0:04

So we've looked at the histogram as a way of visually exploring our data.

If you wanted to summarize the data numerically,

let's talk about first the measures of central tendency

that we can use to to explain the data.

So we can we often look at the mean or the average of the data.

Another metric that you might use is the median or what is the middle value.

That is if you rank order your data from highest to lowest,

one observation falls in the middle of that data such that 50 percent

of observations are greater than that 50 percent of observations

are going to be less than or equal to that.

So we'll look at both of those commands both mathematically and within Excel.

There are also measures of dispersions that we can use to summarize the data.

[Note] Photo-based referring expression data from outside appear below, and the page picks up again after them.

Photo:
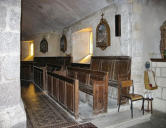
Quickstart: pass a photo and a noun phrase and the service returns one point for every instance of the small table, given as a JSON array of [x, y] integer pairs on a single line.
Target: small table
[[150, 100]]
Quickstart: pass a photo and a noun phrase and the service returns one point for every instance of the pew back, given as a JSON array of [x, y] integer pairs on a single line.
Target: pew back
[[65, 91], [115, 65]]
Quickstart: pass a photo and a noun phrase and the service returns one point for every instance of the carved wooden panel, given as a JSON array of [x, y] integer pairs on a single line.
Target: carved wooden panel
[[44, 46]]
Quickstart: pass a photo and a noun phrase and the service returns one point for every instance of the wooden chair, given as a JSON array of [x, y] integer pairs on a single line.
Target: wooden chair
[[148, 86], [131, 96]]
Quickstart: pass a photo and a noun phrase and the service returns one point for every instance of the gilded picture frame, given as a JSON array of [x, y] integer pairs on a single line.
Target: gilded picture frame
[[103, 34], [43, 46], [63, 43]]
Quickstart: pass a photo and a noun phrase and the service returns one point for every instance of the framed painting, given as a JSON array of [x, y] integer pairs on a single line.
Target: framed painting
[[63, 43], [103, 34], [44, 46]]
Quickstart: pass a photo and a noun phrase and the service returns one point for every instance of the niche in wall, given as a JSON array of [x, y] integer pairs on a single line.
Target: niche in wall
[[82, 42], [118, 25]]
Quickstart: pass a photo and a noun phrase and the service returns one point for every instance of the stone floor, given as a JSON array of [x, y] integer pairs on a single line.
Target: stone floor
[[42, 112], [157, 120]]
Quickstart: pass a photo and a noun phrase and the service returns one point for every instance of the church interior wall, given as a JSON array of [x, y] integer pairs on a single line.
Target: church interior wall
[[140, 34]]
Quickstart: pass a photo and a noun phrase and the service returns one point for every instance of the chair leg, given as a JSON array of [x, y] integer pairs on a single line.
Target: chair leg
[[143, 105], [131, 107], [119, 104]]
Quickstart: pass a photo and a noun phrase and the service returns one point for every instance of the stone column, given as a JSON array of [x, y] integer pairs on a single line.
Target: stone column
[[12, 113]]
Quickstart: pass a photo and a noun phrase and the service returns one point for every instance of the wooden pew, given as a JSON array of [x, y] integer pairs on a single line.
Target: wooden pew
[[65, 91], [27, 70], [94, 83], [59, 61], [119, 67]]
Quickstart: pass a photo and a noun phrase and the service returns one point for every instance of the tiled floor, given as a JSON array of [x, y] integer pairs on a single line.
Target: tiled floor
[[41, 111]]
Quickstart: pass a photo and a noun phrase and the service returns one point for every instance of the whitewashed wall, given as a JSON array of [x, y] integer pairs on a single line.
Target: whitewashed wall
[[12, 113], [53, 40], [140, 38]]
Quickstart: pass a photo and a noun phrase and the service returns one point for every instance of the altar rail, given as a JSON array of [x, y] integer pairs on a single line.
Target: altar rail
[[65, 91]]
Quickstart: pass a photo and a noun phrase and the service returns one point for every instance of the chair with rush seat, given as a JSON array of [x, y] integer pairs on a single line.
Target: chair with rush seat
[[131, 96]]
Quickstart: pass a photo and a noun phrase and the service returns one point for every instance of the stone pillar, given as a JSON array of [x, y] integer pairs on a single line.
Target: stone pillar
[[12, 113]]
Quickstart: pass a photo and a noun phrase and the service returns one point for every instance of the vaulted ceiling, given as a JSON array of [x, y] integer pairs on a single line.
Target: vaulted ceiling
[[40, 16]]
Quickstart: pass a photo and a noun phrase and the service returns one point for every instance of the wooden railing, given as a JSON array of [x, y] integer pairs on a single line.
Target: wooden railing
[[38, 77], [65, 91]]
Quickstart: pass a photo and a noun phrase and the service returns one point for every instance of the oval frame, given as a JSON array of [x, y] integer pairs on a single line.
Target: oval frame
[[63, 43], [103, 36]]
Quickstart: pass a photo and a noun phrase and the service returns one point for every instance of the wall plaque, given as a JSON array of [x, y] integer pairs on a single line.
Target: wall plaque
[[103, 34]]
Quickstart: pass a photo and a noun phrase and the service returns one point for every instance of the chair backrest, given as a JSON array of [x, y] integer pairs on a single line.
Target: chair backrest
[[126, 83], [147, 82]]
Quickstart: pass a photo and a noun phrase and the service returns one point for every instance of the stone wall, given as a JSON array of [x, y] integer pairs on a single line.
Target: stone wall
[[53, 40], [12, 112], [160, 93], [140, 37]]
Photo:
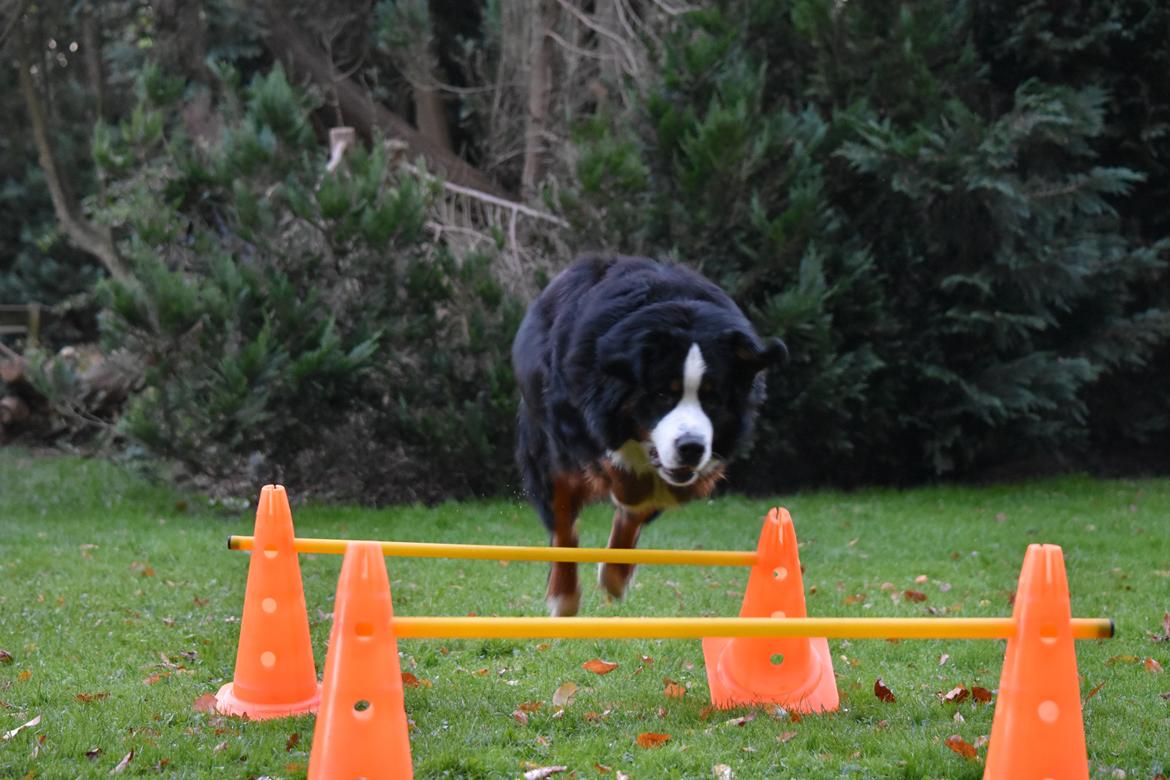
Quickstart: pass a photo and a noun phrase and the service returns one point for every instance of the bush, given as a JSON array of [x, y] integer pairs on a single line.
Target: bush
[[296, 325]]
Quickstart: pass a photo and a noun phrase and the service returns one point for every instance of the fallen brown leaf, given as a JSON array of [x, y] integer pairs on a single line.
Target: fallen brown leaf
[[741, 720], [961, 746], [956, 695], [123, 764], [651, 739], [564, 695], [91, 697], [205, 703], [1122, 658], [982, 695], [9, 734], [883, 692], [673, 690], [599, 667]]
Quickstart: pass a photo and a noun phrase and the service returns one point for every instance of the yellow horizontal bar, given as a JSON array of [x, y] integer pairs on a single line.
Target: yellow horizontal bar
[[503, 552], [690, 628]]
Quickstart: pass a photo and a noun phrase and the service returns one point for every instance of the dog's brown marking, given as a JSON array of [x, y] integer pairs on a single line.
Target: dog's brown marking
[[627, 525], [570, 492]]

The most common probably being looking at the standard deviation

or the variance that's observed in the data

that's giving us a measure of dispersion from the mean.

So from the average value, you might also look at the range

or the interquartile range to get a sense for how much variation is there in your data.

So these are the formulas that we can both the mathematical expression

for calculating the average as well as how we can derive

that using Excel the command equals the average

and then you would enter the cell range for where your data resides.

What Excel is going to do?

It's going to add up all of those values in that range,

divide by the number of observations to come up with the average.

The median if you wanted to calculate

that equals median and then the highlighted data range.

One thing to note and we'll take a look at this an example to customer value

in the second is that the median is not going to be sensitive to the extreme values.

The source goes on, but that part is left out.